Macbeth III
Wilhelm Lehmbruck
An item at Metropolitan Museum of Art
Known best as a sculptor, Lehmbruck also made etchings and drypoints in his last decade. This example belongs to a series he devoted to Lady Macbeth, a fearsome figure in Shakespeare's play who encourages her husband to murder King Duncan as a means to the throne, and is herself eventually consumed by guilt. Here, she wears a crown, clutches a dagger and is surrounded by corpses and wraiths, including a young mother who holds a child up like a totem. Lembruck was traumatized by his service in an army hospital during the First World War and created this print a year before committing suicide.
Drawings and Prints
An exhibit at Metropolitan Museum of Art
The Department’s vast collection of works on paper comprises approximately 21,000 drawings, 1.2 million prints, and 12,000 illustrated books created in Europe and the Americas from about 1400 to the present day.
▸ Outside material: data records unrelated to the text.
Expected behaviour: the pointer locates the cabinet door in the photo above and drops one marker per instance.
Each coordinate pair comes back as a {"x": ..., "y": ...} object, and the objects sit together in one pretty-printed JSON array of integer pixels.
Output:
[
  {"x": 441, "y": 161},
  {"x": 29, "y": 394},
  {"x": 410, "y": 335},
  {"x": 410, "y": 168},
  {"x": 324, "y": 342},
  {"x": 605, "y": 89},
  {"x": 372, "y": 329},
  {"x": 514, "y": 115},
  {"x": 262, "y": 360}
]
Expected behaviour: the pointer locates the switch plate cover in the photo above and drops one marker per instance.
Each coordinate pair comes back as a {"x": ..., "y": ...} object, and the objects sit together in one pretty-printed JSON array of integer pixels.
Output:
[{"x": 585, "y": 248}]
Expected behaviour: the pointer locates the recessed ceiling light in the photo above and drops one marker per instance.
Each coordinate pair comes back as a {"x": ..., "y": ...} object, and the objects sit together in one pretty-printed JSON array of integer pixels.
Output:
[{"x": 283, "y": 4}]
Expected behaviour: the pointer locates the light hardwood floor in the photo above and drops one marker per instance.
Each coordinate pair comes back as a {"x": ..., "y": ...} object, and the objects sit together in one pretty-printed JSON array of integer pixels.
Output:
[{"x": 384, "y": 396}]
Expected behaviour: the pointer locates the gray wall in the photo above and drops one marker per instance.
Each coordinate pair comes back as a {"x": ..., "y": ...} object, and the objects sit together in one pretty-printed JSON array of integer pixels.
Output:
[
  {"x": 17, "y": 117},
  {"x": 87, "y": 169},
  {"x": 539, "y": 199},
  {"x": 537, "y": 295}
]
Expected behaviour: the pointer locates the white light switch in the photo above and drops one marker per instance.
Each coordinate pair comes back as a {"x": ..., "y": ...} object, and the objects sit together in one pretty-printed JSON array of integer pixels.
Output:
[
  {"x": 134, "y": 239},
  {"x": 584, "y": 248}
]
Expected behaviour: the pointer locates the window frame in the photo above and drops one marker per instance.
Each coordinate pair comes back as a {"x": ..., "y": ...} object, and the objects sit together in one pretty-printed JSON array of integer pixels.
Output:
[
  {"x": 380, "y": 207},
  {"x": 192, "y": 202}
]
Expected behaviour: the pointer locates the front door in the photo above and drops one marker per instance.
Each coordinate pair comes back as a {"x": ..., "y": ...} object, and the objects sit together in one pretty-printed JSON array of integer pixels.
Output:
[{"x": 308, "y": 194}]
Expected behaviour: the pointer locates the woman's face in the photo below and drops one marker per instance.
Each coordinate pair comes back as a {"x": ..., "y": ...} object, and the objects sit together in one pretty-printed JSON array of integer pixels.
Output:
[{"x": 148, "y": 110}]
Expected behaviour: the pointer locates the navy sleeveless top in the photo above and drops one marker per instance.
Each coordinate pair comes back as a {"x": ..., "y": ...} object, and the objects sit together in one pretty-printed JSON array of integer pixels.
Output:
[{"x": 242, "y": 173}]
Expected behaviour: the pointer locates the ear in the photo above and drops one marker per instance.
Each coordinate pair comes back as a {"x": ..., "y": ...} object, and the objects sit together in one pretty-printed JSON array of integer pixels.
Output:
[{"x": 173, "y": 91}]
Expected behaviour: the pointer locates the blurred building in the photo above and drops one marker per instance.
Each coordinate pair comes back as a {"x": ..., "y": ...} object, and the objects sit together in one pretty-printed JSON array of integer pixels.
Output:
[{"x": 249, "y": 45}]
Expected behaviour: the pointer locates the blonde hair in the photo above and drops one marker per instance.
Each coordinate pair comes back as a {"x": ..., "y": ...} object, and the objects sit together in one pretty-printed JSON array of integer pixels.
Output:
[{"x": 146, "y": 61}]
Since its foundation in 1916, the Department has been committed to collecting a wide range of works on paper, which includes both pieces that are incredibly rare and lauded for their aesthetic appeal, as well as material that is more popular, functional, and ephemeral. The broad scope of the department’s collecting encourages questions of connoisseurship as well as those pertaining to function and context, and demonstrates the vital role that prints, drawings, and illustrated books have played throughout history.